Do not try to answer these questions with metrics at this point, that will come later. Instead, describe the journey in actions taken (i.e., visitor reads the article, clicks on the “Subscribe” button and fills out the form).

During these exercises, you’ll typically find that users go through various journeys on the site. For example, the journey for a college recruit will likely differ from that of a client prospect. That is expected. Professional services websites are often multipurposed, and identifying which site sections (such as “Careers”) should perform specific tasks is important.


Determine how to influence goal performance

Now that goals have been discussed, ask team members what they would do if they received a report that a goal was performing below trend. What would they change to improve it? If they cannot come up with an answer, ditch the goal, even if it seems important.

It’s critical to ensure metrics are actionable, and the changes that you’ll experiment with can make a positive, discernable impact. If the first reports deliver several metrics that seem to be static month to month, and the recipients don’t know what to do with them, they will lose trust in the value of future reports and investment efforts.


Map goals to measurement

Now that goals have been established, someone familiar with the analytics tool needs to map them to metrics that accurately measure performance. In some cases, multiple metrics may be required.

Some common examples include:

  • Marketers that align to an inbound philosophy may want to use subscription sign-ups as a metric.

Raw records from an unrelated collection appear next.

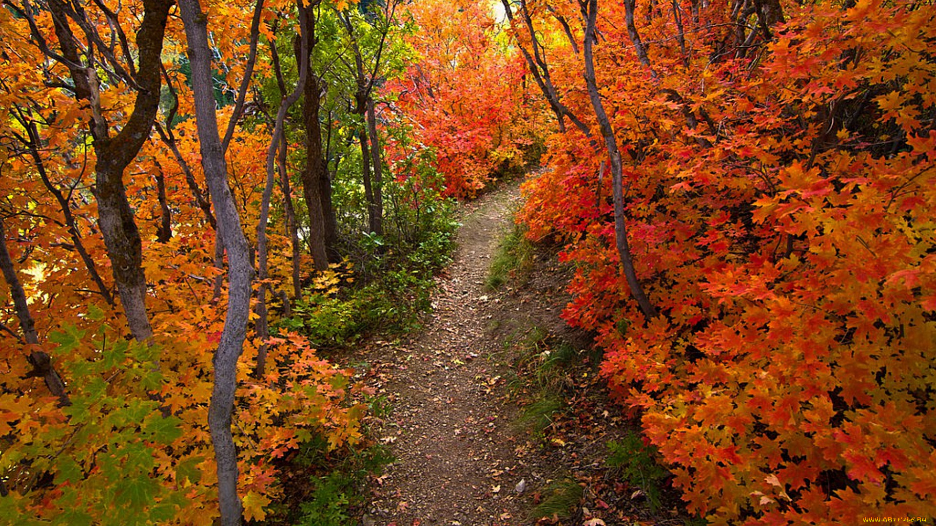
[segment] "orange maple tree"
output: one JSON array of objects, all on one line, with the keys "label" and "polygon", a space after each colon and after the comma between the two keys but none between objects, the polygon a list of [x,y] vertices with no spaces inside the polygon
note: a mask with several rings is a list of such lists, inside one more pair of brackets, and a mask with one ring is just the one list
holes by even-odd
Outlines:
[{"label": "orange maple tree", "polygon": [[[549,138],[519,219],[567,243],[564,316],[598,332],[604,375],[690,510],[714,524],[932,517],[931,8],[592,5],[589,43],[578,4],[509,4],[557,119],[584,124]],[[650,310],[616,246],[589,60]]]},{"label": "orange maple tree", "polygon": [[413,123],[414,139],[432,150],[445,194],[475,197],[499,170],[524,165],[542,136],[542,109],[520,57],[505,52],[490,6],[419,2],[408,16],[418,29],[405,40],[417,60],[386,91]]},{"label": "orange maple tree", "polygon": [[[10,0],[0,9],[0,296],[13,300],[0,314],[0,517],[18,524],[218,516],[206,420],[228,301],[220,249],[231,246],[215,234],[222,218],[198,153],[182,23],[175,10],[157,12],[168,6]],[[256,48],[246,43],[257,37],[239,21],[256,13],[255,29],[271,37],[266,24],[293,20],[293,7],[204,6],[212,28],[235,28],[214,35],[216,95],[233,97],[250,77]],[[257,152],[271,130],[234,125],[232,110],[219,112],[220,132],[231,130],[222,177],[253,245],[266,178]],[[114,206],[116,224],[104,211]],[[125,240],[114,244],[114,232]],[[280,256],[289,242],[269,236],[263,284],[274,290],[289,282],[291,261]],[[129,288],[135,276],[141,289]],[[313,435],[331,448],[354,444],[363,411],[348,372],[304,337],[254,329],[232,379],[248,519],[281,493],[278,460]]]}]

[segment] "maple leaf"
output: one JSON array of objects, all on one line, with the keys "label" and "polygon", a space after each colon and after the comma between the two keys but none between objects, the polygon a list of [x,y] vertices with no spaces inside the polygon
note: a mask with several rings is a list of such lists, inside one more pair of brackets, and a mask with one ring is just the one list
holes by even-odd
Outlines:
[{"label": "maple leaf", "polygon": [[241,499],[243,504],[243,517],[247,520],[263,520],[267,517],[267,512],[263,508],[270,505],[271,501],[266,495],[261,495],[251,489],[247,491]]}]

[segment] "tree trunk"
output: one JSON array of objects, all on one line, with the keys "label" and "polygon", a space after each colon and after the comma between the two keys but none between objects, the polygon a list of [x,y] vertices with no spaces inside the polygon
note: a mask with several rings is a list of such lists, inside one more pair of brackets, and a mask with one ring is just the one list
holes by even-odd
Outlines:
[{"label": "tree trunk", "polygon": [[380,154],[380,138],[377,136],[377,112],[373,98],[367,99],[367,127],[371,136],[371,155],[373,157],[373,180],[371,193],[373,196],[373,216],[371,218],[371,231],[384,235],[384,168]]},{"label": "tree trunk", "polygon": [[280,172],[280,187],[283,189],[283,209],[285,211],[285,234],[289,238],[292,248],[292,280],[293,299],[302,299],[302,282],[300,274],[300,250],[299,244],[299,228],[296,225],[296,209],[292,204],[292,185],[289,183],[289,173],[286,171],[286,137],[285,130],[280,135],[280,150],[276,160],[276,168]]},{"label": "tree trunk", "polygon": [[373,203],[373,184],[371,182],[371,139],[367,136],[367,124],[364,124],[360,127],[358,136],[360,142],[360,171],[364,183],[364,200],[367,201],[367,229],[369,232],[375,232],[374,212],[376,209]]},{"label": "tree trunk", "polygon": [[[300,20],[302,21],[303,14],[305,11],[302,7],[300,7]],[[273,182],[275,181],[275,161],[276,161],[276,152],[277,147],[285,150],[285,123],[286,118],[286,111],[289,110],[289,107],[299,100],[302,91],[305,88],[305,84],[308,81],[309,77],[309,34],[311,33],[308,25],[303,26],[302,35],[300,43],[300,50],[298,56],[296,57],[299,67],[299,80],[296,83],[296,89],[293,93],[289,94],[289,96],[283,98],[280,102],[280,109],[276,112],[276,121],[273,125],[272,139],[270,141],[270,148],[267,150],[267,183],[263,188],[263,198],[260,201],[260,221],[256,226],[256,245],[257,245],[257,257],[259,259],[259,270],[260,270],[260,287],[257,291],[258,301],[256,303],[256,314],[258,318],[256,320],[256,337],[261,340],[259,352],[256,357],[256,373],[258,378],[262,378],[266,373],[267,364],[267,343],[265,340],[270,336],[270,328],[267,324],[267,288],[268,285],[264,283],[267,279],[267,221],[270,218],[270,200],[273,194]],[[283,139],[281,143],[280,140]],[[323,250],[324,253],[324,250]],[[324,255],[324,254],[323,254]],[[328,262],[326,262],[328,266]]]},{"label": "tree trunk", "polygon": [[[16,270],[13,268],[13,260],[7,250],[7,232],[4,227],[3,218],[0,218],[0,268],[3,270],[4,278],[9,285],[10,296],[13,297],[13,307],[16,309],[16,315],[20,318],[20,329],[22,329],[22,336],[29,345],[38,345],[39,337],[36,332],[36,323],[33,315],[29,312],[29,303],[26,301],[26,293],[22,289]],[[28,358],[33,371],[30,375],[42,376],[46,382],[46,387],[53,396],[58,397],[59,405],[70,405],[68,395],[65,391],[65,382],[51,365],[51,358],[43,351],[31,350]]]},{"label": "tree trunk", "polygon": [[172,212],[169,211],[169,204],[166,198],[166,177],[163,175],[163,167],[159,166],[155,160],[153,161],[156,167],[156,197],[159,201],[159,225],[156,226],[156,241],[161,243],[168,243],[172,239]]},{"label": "tree trunk", "polygon": [[[231,434],[231,414],[237,389],[237,362],[243,351],[247,331],[253,269],[241,218],[227,186],[227,166],[218,137],[208,16],[202,12],[198,0],[179,0],[179,7],[192,66],[192,92],[195,95],[201,164],[214,205],[218,233],[227,250],[227,313],[221,342],[214,353],[214,385],[208,408],[208,427],[217,464],[221,525],[240,526],[242,507],[237,494],[237,448]],[[300,8],[300,13],[303,10]]]},{"label": "tree trunk", "polygon": [[305,169],[302,170],[302,195],[309,211],[309,252],[316,270],[329,268],[325,241],[325,211],[321,181],[328,181],[325,157],[322,155],[322,128],[318,121],[321,86],[314,75],[305,83],[302,121],[305,124]]},{"label": "tree trunk", "polygon": [[63,57],[75,82],[76,96],[88,101],[89,123],[94,139],[95,196],[98,226],[110,258],[114,283],[133,337],[139,341],[153,335],[146,313],[146,277],[142,269],[142,243],[126,198],[124,171],[136,158],[150,136],[159,108],[160,67],[163,37],[170,1],[144,0],[143,21],[137,33],[139,66],[133,80],[139,86],[137,98],[126,123],[110,137],[110,124],[104,117],[99,81],[94,66],[82,67],[78,40],[71,31],[67,7],[62,0],[49,2]]},{"label": "tree trunk", "polygon": [[[625,4],[628,1],[632,0],[624,0]],[[611,185],[614,197],[614,234],[618,256],[621,257],[621,264],[623,267],[631,295],[636,300],[640,310],[643,311],[647,319],[651,319],[656,316],[656,309],[651,304],[650,299],[647,298],[647,294],[637,280],[636,271],[634,270],[634,259],[631,256],[630,244],[627,242],[627,225],[624,222],[623,169],[621,164],[621,151],[618,149],[618,139],[614,136],[614,129],[607,119],[605,106],[601,102],[601,95],[598,94],[598,86],[595,81],[594,57],[592,48],[594,45],[595,19],[597,18],[597,14],[598,0],[588,0],[588,20],[585,29],[585,82],[588,84],[589,98],[591,98],[592,106],[594,108],[594,113],[601,127],[601,134],[605,138],[605,146],[607,149],[607,156],[611,164]]]}]

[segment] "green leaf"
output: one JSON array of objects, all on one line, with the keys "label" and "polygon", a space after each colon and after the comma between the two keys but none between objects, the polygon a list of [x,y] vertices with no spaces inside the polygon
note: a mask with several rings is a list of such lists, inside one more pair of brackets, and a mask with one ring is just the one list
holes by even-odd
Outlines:
[{"label": "green leaf", "polygon": [[84,478],[84,471],[80,464],[71,457],[65,457],[58,462],[58,473],[55,475],[55,483],[79,482]]},{"label": "green leaf", "polygon": [[198,469],[198,464],[205,460],[204,457],[196,456],[179,462],[176,465],[176,481],[181,482],[183,480],[188,480],[192,484],[197,484],[201,481],[201,470]]},{"label": "green leaf", "polygon": [[85,331],[79,330],[75,326],[63,328],[62,331],[53,331],[49,335],[49,340],[59,344],[59,352],[74,350],[84,338]]},{"label": "green leaf", "polygon": [[61,515],[52,519],[52,524],[65,524],[67,526],[91,526],[94,519],[82,510],[76,508],[66,508]]},{"label": "green leaf", "polygon": [[150,415],[143,420],[143,431],[150,433],[151,440],[169,445],[182,436],[182,419],[177,416],[163,416],[159,413]]},{"label": "green leaf", "polygon": [[126,479],[117,489],[114,504],[123,506],[124,512],[139,512],[153,502],[156,489],[155,482],[145,475]]}]

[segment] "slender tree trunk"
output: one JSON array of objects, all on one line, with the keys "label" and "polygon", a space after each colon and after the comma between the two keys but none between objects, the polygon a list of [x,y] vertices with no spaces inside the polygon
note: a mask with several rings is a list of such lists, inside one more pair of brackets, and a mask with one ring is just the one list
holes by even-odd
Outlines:
[{"label": "slender tree trunk", "polygon": [[[306,18],[304,16],[305,10],[300,7],[300,23],[303,22],[302,19]],[[276,151],[277,147],[285,149],[285,141],[280,143],[280,139],[285,139],[285,133],[284,132],[285,123],[286,118],[286,111],[289,110],[289,107],[299,100],[300,95],[302,95],[302,90],[305,88],[305,84],[308,80],[309,73],[309,27],[307,25],[301,26],[302,36],[300,43],[300,52],[297,57],[297,61],[300,65],[299,67],[299,81],[296,83],[296,89],[293,93],[289,94],[280,103],[280,109],[276,112],[276,122],[273,126],[272,139],[270,141],[270,148],[267,150],[267,183],[263,188],[263,198],[260,201],[260,221],[256,226],[256,245],[257,245],[257,258],[259,259],[259,278],[261,280],[259,290],[257,291],[258,301],[256,303],[256,313],[258,318],[256,320],[256,336],[261,340],[259,352],[256,357],[256,373],[258,378],[262,378],[266,373],[267,365],[267,343],[266,340],[270,336],[270,328],[267,323],[267,284],[263,281],[266,280],[267,275],[267,222],[270,218],[270,200],[273,194],[273,183],[275,181],[275,161],[276,161]]]},{"label": "slender tree trunk", "polygon": [[[632,2],[633,0],[624,0]],[[618,248],[618,256],[621,257],[621,264],[623,267],[624,276],[627,278],[627,285],[630,287],[631,295],[636,300],[640,310],[643,311],[647,319],[656,316],[656,309],[650,302],[647,294],[644,292],[640,282],[637,280],[636,271],[634,269],[634,258],[631,256],[631,248],[627,242],[627,224],[624,222],[624,196],[623,196],[623,177],[621,163],[621,151],[618,149],[618,139],[614,136],[614,129],[607,119],[605,106],[601,102],[601,95],[598,94],[598,86],[594,75],[594,56],[592,47],[594,46],[595,19],[598,15],[598,0],[588,0],[587,22],[585,29],[585,82],[588,84],[589,98],[594,108],[598,124],[601,127],[601,134],[605,138],[605,146],[607,149],[607,156],[611,164],[611,185],[614,197],[614,234]],[[647,65],[649,66],[649,64]]]},{"label": "slender tree trunk", "polygon": [[[26,293],[22,289],[16,270],[13,268],[13,260],[7,250],[7,232],[4,226],[3,218],[0,218],[0,269],[3,270],[4,278],[9,285],[10,296],[13,297],[13,307],[16,309],[16,316],[20,318],[20,329],[22,329],[22,336],[29,345],[38,345],[39,337],[36,332],[36,323],[33,315],[29,312],[29,303],[26,301]],[[51,358],[43,351],[33,349],[27,358],[33,372],[30,375],[42,376],[49,387],[49,392],[58,397],[59,405],[70,405],[68,395],[65,390],[65,382],[52,367]]]},{"label": "slender tree trunk", "polygon": [[[276,86],[280,90],[280,96],[286,96],[286,83],[283,78],[283,68],[280,66],[280,54],[276,50],[276,42],[270,43],[270,55],[273,63],[273,73],[276,77]],[[296,218],[296,208],[293,206],[292,184],[289,183],[289,173],[286,170],[286,132],[284,128],[280,132],[280,149],[277,159],[277,168],[280,170],[280,186],[283,188],[284,208],[286,213],[286,235],[289,236],[292,245],[292,274],[293,274],[293,298],[302,299],[302,284],[300,279],[301,249],[299,242],[299,222]]]},{"label": "slender tree trunk", "polygon": [[169,204],[166,198],[166,177],[163,175],[163,167],[159,166],[155,160],[156,174],[156,196],[159,201],[159,226],[156,227],[156,241],[161,243],[168,243],[172,239],[172,212],[169,211]]},{"label": "slender tree trunk", "polygon": [[[335,207],[331,203],[331,170],[329,168],[329,153],[331,151],[331,112],[329,112],[328,121],[328,139],[325,146],[325,173],[318,180],[318,195],[322,197],[322,212],[325,215],[325,251],[329,255],[329,263],[338,263],[342,260],[342,255],[338,251],[338,215],[335,213]],[[336,161],[337,167],[337,161]],[[338,169],[337,168],[335,168]]]},{"label": "slender tree trunk", "polygon": [[322,179],[328,179],[322,155],[322,129],[318,121],[321,88],[318,79],[310,76],[305,83],[302,120],[305,124],[305,169],[302,170],[302,194],[309,211],[309,252],[316,270],[329,268],[325,242],[325,211],[321,195]]},{"label": "slender tree trunk", "polygon": [[371,136],[371,155],[373,157],[373,180],[371,193],[373,195],[373,216],[371,231],[384,235],[384,168],[380,154],[380,137],[377,135],[377,111],[373,98],[367,99],[367,127]]},{"label": "slender tree trunk", "polygon": [[296,209],[292,203],[292,185],[289,183],[289,173],[286,171],[286,138],[285,130],[280,135],[280,149],[276,160],[277,169],[280,172],[280,187],[283,189],[283,209],[285,211],[285,234],[289,237],[289,245],[292,248],[292,280],[293,280],[293,299],[302,299],[301,252],[299,244],[299,228],[296,224]]},{"label": "slender tree trunk", "polygon": [[360,171],[364,183],[364,200],[367,201],[367,228],[370,232],[376,232],[375,225],[376,208],[373,201],[373,183],[371,181],[371,139],[368,138],[367,124],[359,128],[358,139],[360,142]]},{"label": "slender tree trunk", "polygon": [[[218,501],[222,526],[239,526],[242,507],[237,494],[237,448],[231,434],[231,415],[237,389],[237,362],[243,351],[250,312],[253,269],[237,206],[227,186],[227,166],[214,112],[212,51],[208,41],[208,16],[198,0],[179,0],[188,57],[192,65],[201,164],[214,205],[218,233],[227,250],[227,314],[221,342],[214,353],[214,385],[208,409],[208,427],[217,464]],[[304,9],[300,8],[300,12]]]},{"label": "slender tree trunk", "polygon": [[33,157],[33,162],[36,163],[37,171],[39,173],[39,178],[42,180],[42,183],[45,185],[46,189],[49,190],[52,196],[55,197],[55,200],[59,203],[59,208],[62,210],[62,217],[65,219],[65,224],[68,227],[68,234],[71,237],[71,242],[75,245],[75,250],[78,255],[81,257],[81,261],[84,263],[85,269],[88,270],[88,274],[91,275],[91,281],[95,282],[97,286],[98,292],[100,292],[101,297],[104,300],[108,302],[108,305],[113,307],[114,300],[113,296],[110,294],[110,289],[104,285],[104,280],[101,279],[101,275],[97,272],[97,266],[95,265],[94,258],[88,254],[87,249],[84,247],[84,242],[81,241],[80,232],[78,230],[78,223],[75,221],[75,214],[71,212],[71,192],[69,191],[68,196],[66,195],[52,184],[51,179],[49,179],[49,173],[46,171],[45,163],[42,161],[42,156],[39,154],[40,144],[42,144],[39,139],[39,131],[36,127],[36,123],[26,118],[23,112],[17,110],[17,120],[25,128],[26,134],[29,137],[29,142],[25,145],[29,150],[30,155]]}]

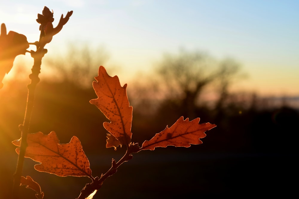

In this case, you may be able to track page views to your subscription form’s “Thank You” page.
  • If building brand awareness is a key goal, you’ll want to pay attention to metrics such as page views, impressions, and branded keyword ranking.
  • Lead generation may target conversions, bounce rate on organic search landings, form drop-offs, and click-through rates to help gauge your performance.
  • Finally, if you’re focused on engagement, adding custom tagging for scroll tracking, button-clicks, and social sharing could be a place to start.

You may need to set up additional measurement if it does not exist out of the box. Great (and free) tools such as Google Tag Manager allow even non- web developers to set up metrics such as form conversions or scrolling.


Start with baselines, not benchmarks

For good reason, marketers are obsessed with their competition’s performance. What should my conversion rate be? What are others doing?

When it comes to reporting, focus instead on baselining your current performance. How has this goal performed in the last three to six months? Establish a gut check prior to viewing the numbers (this can literally just be a hypothesis to start), and then identify where you are. If any areas feel like they’re underperforming, prioritize them for improvement.

Especially in B2B, acquiring useful benchmark analytics can be expensive, and they don’t always translate easily to your own goals. It’s much more important to begin the feedback loop of using analytics to improve performance.

Introducing a new set of metrics and programs can be both exciting and daunting. But the process should be very familiar to marketers: Identify your goals, create a plan to achieve them, execute and then evaluate.


This article originally appeared in the October 2019 issue of Marketer. ©Marketer, The Journal of the Society for Marketing Professional Services, October 2019,

Ben Magnuson
Associate Director, Data Strategy

As Associate Director, Data Strategy at One North, Ben supports clients by applying a strong data focus to marketing initiatives across channels and tools. He starts by gaining an understanding of each client’s unique goals and tactics, and guides them toward a strategic analytics program. He focuses on the creation of a meaningful feedback loop to help support and steer decision-making.

Key Takeaways
  1. A common mistake marketers make is trying to fit the goal to the metrics rather than fit the metrics to the goal.
  2. It’s critical to ensure metrics are actionable, and the changes that you’ll experiment with can make a positive, discernable impact.
  3. Goals should be mapped to metrics that accurately measure performance.
  4. When it comes to reporting, focus on baselining your current performance instead of benchmarking against your competition.